更新される「ロシア」

 ウクライナをめぐる事態が、この数ヶ月の世界を一気に、これまでと違うものに染め上げているような印象すらある2022年の春、です。ここは何か少しはもっともらしいことを言わねばならないのかもしれない、でもさて、敢えて言うべきことは何か。

 現在、現地で何がおこっているのか、それはいまどきの情報環境のこと、さまざまなメディアを介して、それこそ時々刻々、真偽ごったにされて手もとにやってくる。そんな現状で、自分の裡にあった「ウクライナ」や「ロシア」のイメージ自体がみるみるうちに書き換えられ、更新されてゆくのを感じます。そういう意味では、これまでも正直、ごく漠然とした印象でしかなかったウクライナよりも、むしろロシアの方が、そういう既存のイメージの変貌については気になったりもする。
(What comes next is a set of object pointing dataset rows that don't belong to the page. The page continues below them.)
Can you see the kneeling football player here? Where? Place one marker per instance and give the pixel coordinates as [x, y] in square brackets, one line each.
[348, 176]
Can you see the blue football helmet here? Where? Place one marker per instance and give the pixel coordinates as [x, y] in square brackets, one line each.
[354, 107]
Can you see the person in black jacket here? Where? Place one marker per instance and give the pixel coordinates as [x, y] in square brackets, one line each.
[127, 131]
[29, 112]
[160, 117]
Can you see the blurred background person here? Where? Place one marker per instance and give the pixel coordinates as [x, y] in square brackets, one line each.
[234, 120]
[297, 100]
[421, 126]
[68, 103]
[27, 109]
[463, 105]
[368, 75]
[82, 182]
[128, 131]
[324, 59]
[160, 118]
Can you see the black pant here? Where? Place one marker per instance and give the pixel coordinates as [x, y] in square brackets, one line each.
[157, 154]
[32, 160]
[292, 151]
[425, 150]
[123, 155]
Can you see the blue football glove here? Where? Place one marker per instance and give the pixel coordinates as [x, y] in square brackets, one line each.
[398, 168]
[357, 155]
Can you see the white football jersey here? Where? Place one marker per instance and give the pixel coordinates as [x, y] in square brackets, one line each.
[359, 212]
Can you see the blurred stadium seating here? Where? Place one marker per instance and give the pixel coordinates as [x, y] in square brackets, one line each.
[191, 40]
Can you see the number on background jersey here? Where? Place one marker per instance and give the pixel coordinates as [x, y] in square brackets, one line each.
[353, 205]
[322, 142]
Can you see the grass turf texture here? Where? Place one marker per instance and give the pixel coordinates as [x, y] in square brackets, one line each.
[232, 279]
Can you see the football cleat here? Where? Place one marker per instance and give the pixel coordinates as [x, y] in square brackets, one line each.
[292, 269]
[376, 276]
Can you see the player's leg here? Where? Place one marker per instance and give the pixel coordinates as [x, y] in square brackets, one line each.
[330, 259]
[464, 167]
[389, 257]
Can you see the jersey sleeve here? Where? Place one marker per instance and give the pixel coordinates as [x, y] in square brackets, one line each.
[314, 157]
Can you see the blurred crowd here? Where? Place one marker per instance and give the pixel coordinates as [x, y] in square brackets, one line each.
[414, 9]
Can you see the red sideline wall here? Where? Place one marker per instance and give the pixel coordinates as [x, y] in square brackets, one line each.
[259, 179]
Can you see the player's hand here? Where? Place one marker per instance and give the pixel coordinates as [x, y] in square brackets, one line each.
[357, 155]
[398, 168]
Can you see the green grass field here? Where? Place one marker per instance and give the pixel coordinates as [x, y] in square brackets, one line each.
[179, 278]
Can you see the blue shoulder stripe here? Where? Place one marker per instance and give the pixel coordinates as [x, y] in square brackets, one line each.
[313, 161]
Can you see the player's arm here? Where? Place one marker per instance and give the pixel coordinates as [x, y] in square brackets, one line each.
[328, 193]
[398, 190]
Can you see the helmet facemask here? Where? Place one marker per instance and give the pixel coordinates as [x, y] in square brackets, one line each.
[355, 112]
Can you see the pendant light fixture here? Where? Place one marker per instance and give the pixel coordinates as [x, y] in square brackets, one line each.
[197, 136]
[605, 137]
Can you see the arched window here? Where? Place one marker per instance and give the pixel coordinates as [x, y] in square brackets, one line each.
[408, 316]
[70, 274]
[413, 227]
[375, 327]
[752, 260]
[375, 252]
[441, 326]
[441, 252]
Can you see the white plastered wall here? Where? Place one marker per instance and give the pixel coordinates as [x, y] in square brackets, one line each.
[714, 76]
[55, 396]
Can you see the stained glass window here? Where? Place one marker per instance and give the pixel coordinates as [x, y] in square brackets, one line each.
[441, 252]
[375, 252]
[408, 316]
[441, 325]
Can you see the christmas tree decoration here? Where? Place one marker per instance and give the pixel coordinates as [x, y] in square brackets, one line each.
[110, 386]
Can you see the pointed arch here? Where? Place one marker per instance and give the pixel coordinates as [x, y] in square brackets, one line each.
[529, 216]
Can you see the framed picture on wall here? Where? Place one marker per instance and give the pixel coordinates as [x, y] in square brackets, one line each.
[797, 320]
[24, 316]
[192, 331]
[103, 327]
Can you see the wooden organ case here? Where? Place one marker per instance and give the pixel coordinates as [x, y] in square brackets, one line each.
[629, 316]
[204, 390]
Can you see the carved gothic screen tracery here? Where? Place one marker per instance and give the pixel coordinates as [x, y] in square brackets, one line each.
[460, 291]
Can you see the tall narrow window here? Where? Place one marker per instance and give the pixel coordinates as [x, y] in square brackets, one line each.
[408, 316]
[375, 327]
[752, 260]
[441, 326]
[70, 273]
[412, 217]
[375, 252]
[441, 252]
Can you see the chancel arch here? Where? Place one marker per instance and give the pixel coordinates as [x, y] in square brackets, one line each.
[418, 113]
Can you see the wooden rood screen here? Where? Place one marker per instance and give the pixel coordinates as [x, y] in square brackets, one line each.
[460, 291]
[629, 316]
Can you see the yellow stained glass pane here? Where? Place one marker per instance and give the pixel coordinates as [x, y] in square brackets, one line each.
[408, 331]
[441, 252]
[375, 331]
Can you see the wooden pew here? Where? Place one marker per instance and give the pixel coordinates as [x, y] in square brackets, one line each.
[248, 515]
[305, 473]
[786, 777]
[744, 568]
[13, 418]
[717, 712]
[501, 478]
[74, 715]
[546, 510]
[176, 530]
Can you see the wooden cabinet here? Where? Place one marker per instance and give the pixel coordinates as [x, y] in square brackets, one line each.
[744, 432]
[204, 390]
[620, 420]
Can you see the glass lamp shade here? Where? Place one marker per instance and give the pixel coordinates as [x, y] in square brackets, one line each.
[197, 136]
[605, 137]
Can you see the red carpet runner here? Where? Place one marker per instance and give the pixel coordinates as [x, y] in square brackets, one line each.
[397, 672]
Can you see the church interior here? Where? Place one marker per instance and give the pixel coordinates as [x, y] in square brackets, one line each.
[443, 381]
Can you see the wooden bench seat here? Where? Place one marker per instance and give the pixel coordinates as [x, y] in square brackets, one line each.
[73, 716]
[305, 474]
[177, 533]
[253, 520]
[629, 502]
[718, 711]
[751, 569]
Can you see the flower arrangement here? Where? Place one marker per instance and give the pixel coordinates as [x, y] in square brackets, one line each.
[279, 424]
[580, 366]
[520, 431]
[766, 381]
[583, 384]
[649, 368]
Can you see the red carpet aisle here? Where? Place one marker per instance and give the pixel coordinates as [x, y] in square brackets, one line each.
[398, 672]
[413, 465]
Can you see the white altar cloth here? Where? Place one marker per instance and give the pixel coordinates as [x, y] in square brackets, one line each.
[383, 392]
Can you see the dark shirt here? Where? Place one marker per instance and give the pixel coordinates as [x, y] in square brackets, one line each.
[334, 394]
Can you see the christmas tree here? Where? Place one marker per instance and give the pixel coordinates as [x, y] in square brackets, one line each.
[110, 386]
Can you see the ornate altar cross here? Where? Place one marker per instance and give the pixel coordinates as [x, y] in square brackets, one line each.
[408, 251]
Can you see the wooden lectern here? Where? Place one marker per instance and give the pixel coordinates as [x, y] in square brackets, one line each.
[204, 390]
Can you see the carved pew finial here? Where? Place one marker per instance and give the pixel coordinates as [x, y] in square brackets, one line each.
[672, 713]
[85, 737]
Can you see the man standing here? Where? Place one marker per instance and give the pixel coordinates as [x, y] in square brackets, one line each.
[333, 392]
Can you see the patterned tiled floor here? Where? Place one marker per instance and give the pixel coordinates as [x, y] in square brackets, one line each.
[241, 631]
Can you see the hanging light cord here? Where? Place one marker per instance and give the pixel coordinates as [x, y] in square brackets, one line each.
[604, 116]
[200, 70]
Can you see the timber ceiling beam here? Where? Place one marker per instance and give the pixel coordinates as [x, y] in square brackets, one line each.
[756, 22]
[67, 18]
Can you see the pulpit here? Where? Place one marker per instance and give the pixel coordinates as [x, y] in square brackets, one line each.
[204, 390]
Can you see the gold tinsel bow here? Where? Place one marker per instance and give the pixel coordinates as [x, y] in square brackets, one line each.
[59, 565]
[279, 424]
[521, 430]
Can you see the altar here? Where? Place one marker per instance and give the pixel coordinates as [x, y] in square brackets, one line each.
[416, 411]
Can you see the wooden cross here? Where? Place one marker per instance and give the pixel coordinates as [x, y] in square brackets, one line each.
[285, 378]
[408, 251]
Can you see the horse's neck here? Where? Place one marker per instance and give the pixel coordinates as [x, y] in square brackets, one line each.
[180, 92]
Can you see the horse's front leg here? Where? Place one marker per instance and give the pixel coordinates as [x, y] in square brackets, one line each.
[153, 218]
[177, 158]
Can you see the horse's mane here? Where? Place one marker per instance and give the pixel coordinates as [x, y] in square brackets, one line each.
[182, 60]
 もっとも、そのロシアにしたところで、自分に限らず、おそらく本邦世間一般その他おおぜいにとっても、それほど輪郭確かなイメージが抱かれていたわけでもないでしょう。今回の事態で、改めて地図上で眺めてみればわかるように、北方領土などほんとについ眼と鼻の先、日本海はさんだ沿海州ウラジオストクあたりでも驚くほど近い「隣国」であるはずなのに、意識の裡でそういう感覚は稀薄でしたし、休暇めがけた海外旅行の対象として考えられることも、まずなかった。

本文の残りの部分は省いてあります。